Funny-woman Cristela Alonzo returns to El Paso for the first time since 2016, when she took a hiatus from the comedy stage.
Originally slated for one performance on Friday, Dec. 6 at the Philanthropy Theatre, inside Downtown’s historic Plaza Theatre, a second performance was added due to high demand. Alonzo will perform stand-up and sign copies of her book, “Music to My Years: A Mixtape-Memoir of Growing Up and Standing Up.”
The actor, author and stand-up comic is not just a first generation Mexican-American – she’s made a whole career out of firsts.
Here are five things to know about Alonzo:
Alonzo was the first Latina to create, write and star in a network sitcom and the first Latina to perform the voice of a lead character in a Pixar animated feature.
Her TV show, “Cristela” was a semi-autobiographical sitcom, set in Dallas, which ran for one season on ABC in 2014-2015. In 2017, she voiced the character of Cruz Ramirez in the third edition of Pixar’s “Cars.”
Alonzo was born in the small border town of San Juan, Texas, near McAllen. She was the youngest of four siblings born to Mexican parents. She has not forgotten her border roots, and was recently given the key to the City of McAllen.
“It’s important to talk about this community,” Alonzo told Texas Public Radio. “Even if you don’t know each other, people will really come out and support you because that’s kind of how they were raised. When I left, when I moved away, I’m like, everybody needs to know about this place because it’s so special.”
‘Music to My Years’
Alonzo’s memoir shares her stories of growing up with a single, working-class mom and following her dreams. She shares her life story and her thoughts on trying to break into the business as a woman of color.
The memoir is built around a playlist of songs that relate to each chapter from her life, including how she made her own tap shoes out of bottle caps and her love of “The Golden Girls.”
“I have always loved the theme song, I take it to heart,” Alonzo told NPR. She once got in trouble for cutting a girl’s ponytail after the girl stole Alonzo’s school supplies because she wouldn’t stop singing it.

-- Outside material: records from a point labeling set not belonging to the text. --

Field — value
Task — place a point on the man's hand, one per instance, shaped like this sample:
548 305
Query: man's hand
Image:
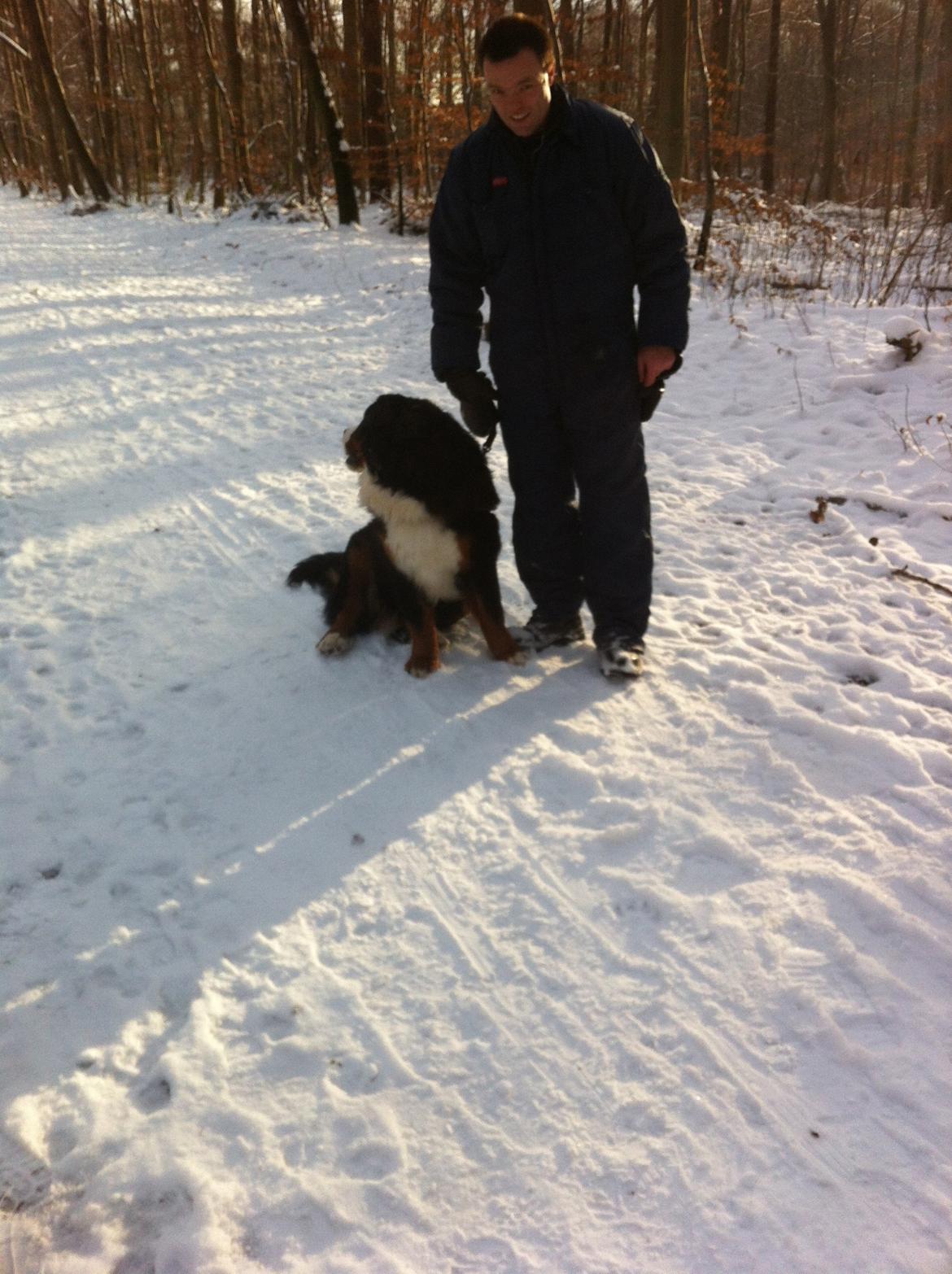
654 360
477 399
655 364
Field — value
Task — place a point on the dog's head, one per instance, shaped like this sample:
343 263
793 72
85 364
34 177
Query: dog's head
416 449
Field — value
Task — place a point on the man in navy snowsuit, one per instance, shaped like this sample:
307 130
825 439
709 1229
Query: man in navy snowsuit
557 209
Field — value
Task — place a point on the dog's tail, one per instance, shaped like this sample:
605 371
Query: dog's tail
323 572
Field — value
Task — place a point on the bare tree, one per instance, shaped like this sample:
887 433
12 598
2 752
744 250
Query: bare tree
59 106
770 103
323 103
672 31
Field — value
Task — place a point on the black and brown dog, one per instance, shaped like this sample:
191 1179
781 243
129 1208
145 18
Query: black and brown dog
429 554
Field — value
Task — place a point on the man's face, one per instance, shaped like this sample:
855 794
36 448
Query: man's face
520 90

Alonzo left Texas to St. Louis for college, but dropped out after a year to help her family when her mother became ill. After her mother’s passing she applied for a job as an office manager at a Dallas comedy club.
After being encouraged by comedians such as Keith Robinson and Wanda Sykes, Alonzo decided to give comedy a try. She credits comedy for helping her get over the grief of losing her mother and credits her mom for working hard to support her and her siblings.
After receiving the key to McAllen, she tweeted: “I think of the irony that my mom worked so much, she never got to see me on stage so that I could work on my dream of performing for OTHERS on stage. She sacrificed so much so that I could chase a dream she couldn’t understand. I would’ve loved to (have) had her here. This is HER key.”
Back from hiatus
The My Affordable Care Act tour marks Alonzo’s first foray back into stand-up since 2016, when she took a break because of the presidential election.
In her time away from the stage, she focused on writing her memoir and activism. She has said that her friendship with the pioneering activist Dolores Huerta influenced her to get more involved in issues such as immigration and health care.